# Time Series Analysis in the Real World:  Climate Change

You are a data scientist interested in climate change.  You obtain a dataset containing the average monthly temperatures over 10 years (1981-1990) in the city Melbourne, Australia.  You would like to build a predictive model to forecast Melbourne's temperature based on the observed data.  This data is stored as a CSV file on the Math@Work server.

In [1]:
import pandas as pd
temperatures = pd.read_csv('https://www.mathatwork.org/DATA/melbourne-temps-monthly.csv')

**1]** Examine the characteristics of your dataset.

**2]** Examine the summary statistics of your dataset.

**3]** Are there any outliers in your dataset?  Is the data approximately normal or is it skewed?  Explain and support your explanation with analyses.

Working on the assumption that the data has been preprocessed to include no missing values or bad data entries, conclude that the data is of good quality for analyses.

**4]** Plot a line chart of the data.  Explain in the cell below your graph whether there is clear evidence of trend and/or seasonality.

**5]** Chart the rolling statistics plots.  In the cell below your graph, explain by looking at the rolling statistics whether there is clear evidence of trend and/or seasonality.

**6]** Use **seasonal_decompose( )** to decompose your time series data.  Plot the decomposition and explain in the cell below your graph whether there is clear evidence of trend and/or seasonality.

**7]** Use a Dickey-Fuller test to determine whether your *temperatures* dataset is stationary.  Explain below your analysis using 85% confidence.

**8]** Apply first order differencing to the *temperatures* data.  

**9]** Apply a Dickey-Fuller test to recheck stationarity.  Explain in the cell below your analysis your interpretation of the p-value at a 95% confidence level. 

**10]** Assuming that *temperatures_first_diff* was confirmed stationary, use Python's **auto.arima( )** to find the best ARIMA model to make predictions regarding Melbourne's average monthly temperatures.  Pass in *seasonal=True* if there was evidence of seasonality present.

**11]** Split the data into testing and training subsets.  Use 1/1/89 to 12/1/90 as your test data and train on the rest.

**12]** Use the training data to train your model.

**13]** Use the testing data to evaluate your model.  In the cell below your analysis, explain how well your model predicts.

**14]** Convert your predictions to a Pandas DataFrame.  Then use Pandas **.sort_index( )** to reorder the DataFrame by Month.  Print your predictions to the screen.

**15]** Plot the predictions vs the actual temperatures data values to help you see how good your predictions are.  Remember to use Pandas **.sort( )** to reorder the test DataFrame by Month before plotting.

**16]** Does the plot verify what R Squared indicated regarding how well future data is likely to be predicted by the model?

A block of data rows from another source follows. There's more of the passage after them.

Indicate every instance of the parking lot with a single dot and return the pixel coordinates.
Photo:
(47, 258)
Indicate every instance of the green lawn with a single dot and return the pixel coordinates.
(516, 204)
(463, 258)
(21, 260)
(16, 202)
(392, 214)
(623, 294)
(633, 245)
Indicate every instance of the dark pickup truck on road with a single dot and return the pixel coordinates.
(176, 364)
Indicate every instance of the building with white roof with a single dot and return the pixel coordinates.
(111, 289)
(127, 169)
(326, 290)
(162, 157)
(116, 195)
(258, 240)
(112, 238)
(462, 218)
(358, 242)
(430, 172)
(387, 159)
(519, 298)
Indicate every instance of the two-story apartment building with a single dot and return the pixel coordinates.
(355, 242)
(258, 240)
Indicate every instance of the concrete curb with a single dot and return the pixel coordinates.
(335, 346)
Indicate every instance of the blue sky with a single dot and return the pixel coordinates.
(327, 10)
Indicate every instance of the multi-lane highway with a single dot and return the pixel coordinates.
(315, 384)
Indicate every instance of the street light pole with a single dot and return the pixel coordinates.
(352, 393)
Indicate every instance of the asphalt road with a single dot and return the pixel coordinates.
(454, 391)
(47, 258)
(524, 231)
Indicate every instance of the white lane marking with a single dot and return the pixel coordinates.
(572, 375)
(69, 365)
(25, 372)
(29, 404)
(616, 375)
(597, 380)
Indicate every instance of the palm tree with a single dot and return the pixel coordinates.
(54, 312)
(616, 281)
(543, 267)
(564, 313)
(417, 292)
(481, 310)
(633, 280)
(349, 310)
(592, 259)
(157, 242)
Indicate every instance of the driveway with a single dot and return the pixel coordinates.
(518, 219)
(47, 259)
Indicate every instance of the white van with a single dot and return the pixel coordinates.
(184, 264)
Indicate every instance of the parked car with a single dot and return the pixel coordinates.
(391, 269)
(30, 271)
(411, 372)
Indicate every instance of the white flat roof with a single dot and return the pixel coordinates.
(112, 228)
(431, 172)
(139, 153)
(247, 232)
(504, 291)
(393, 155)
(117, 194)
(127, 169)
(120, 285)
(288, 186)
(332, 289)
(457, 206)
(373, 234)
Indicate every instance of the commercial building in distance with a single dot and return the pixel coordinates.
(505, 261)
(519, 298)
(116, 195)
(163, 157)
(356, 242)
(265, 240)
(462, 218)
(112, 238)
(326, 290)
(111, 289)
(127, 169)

Explain.

**17]** Assuming your R Squared is satisfactory and therefore indicates good model performance, use the ARIMA model to make predictions about future Melbourne average monthly temperatures.  Refit the model to the entire *temperatures* time series dataset.  Print the refitted model summary.

**18]** Make predictions 24 months into the future.

**19]** Run the following code to create the data months for which you are projecting and then convert your projections into a DataFrame with indices equal to the future date months.  The code assumes you named your time series DataFrame *temperatures* and your projections DataFrame *projections*.

In [None]:
from dateutil.relativedelta import *

new_date = temperatures.index[-1]
new_index = []

for y in range(len(test)):
    new_date = new_date + relativedelta(months=+1)
    new_index.append(new_date)
    
projections = pd.DataFrame(projections, index=new_index, columns=['Projections'])
print(projections)

**20]** Plot your *temperatures* and *projections* data.

**21]** Do your projections indicate a trend in Melbourne's average montly temperatures? Explain.